Synthesis and characterization of cellulose nanocrystal-Fe composite nanoparticles and their digestion behavior in simulated gastric fluid

Abstract

Cellulose nanocrystals (CNC) exhibit great potential as a food emulsifier or functional material template. Herein, CNC-Fe nanoparticles were successfully prepared via an in situ chemical reduction approach. Zeta potential measurements, low-field nuclear magnetic resonance spectroscopy, and atomic force microscopy showed that Fe(III) ions were adsorbed onto CNC when FeCl3 was added to a CNC dispersion.

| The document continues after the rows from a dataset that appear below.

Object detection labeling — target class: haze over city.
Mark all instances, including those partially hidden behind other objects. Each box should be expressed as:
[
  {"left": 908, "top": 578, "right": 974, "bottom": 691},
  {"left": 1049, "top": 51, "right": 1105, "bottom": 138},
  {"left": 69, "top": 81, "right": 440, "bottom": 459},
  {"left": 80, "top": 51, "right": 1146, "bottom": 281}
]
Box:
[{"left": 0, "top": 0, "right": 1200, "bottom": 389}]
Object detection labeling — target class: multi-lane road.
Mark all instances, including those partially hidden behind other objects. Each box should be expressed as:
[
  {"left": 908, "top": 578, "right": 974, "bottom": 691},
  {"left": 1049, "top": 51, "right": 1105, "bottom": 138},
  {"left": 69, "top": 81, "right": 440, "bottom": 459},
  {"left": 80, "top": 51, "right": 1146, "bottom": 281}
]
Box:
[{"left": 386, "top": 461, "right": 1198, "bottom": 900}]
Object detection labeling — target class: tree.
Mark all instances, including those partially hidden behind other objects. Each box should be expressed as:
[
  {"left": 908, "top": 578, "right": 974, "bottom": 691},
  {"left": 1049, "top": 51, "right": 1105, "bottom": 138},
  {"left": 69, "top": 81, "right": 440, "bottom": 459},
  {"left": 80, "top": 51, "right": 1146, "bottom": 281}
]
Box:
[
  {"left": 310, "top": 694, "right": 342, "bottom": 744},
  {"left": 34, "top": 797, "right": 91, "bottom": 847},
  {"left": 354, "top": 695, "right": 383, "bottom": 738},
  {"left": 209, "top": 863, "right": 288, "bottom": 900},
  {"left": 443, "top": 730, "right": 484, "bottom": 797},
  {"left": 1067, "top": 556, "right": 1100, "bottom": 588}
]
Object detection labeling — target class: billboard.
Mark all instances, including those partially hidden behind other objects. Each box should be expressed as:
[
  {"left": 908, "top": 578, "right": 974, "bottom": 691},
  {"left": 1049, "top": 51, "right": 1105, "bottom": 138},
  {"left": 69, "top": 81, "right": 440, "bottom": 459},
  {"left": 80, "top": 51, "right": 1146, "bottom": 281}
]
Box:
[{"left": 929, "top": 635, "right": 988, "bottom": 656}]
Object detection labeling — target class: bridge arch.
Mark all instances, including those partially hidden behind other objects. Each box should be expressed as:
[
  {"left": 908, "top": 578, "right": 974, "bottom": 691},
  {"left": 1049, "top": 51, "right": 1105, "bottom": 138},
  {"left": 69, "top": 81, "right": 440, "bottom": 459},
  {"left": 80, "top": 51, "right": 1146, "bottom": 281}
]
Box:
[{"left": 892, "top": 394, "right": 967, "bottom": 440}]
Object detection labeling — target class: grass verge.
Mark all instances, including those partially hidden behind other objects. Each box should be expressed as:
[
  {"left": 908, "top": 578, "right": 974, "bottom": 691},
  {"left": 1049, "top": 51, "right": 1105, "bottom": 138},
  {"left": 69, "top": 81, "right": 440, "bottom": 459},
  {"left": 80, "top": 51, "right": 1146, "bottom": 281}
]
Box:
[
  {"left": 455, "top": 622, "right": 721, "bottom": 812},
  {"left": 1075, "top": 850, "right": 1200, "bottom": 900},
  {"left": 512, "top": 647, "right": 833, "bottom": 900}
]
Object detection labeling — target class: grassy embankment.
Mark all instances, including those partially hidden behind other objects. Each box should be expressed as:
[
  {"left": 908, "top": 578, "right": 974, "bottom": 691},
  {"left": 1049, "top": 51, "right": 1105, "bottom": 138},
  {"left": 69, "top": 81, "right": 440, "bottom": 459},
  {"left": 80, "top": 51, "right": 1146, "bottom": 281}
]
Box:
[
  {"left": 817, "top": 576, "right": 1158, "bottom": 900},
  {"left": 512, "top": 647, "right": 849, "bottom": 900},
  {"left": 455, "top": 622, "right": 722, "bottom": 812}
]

Micromorphological analysis revealed small (diameter = 10.0 ± 2.4 nm) spherical nanoparticles synthesized on the surface of aggregated CNC after the reduction of the Fe(III) ions. Fourier transform infrared spectroscopy revealed an intense peak at 779 cm−1 in the CNC-Fe nanoparticles, which was attributed to FeO stretching vibrations. X-ray photoelectron spectroscopy indicated that the valence state of Fe in CNC-Fe nanoparticles was predominantly ferrous. The synthesized CNC-Fe nanoparticles demonstrated excellent colloidal stability in a dispersion for 21 d and complete, rapid, and spontaneous dissolution in vitro simulated gastric fluid. Our results highlight the potential use of CNC as a template for loading Fe into nanoparticles for Fe fortification in food.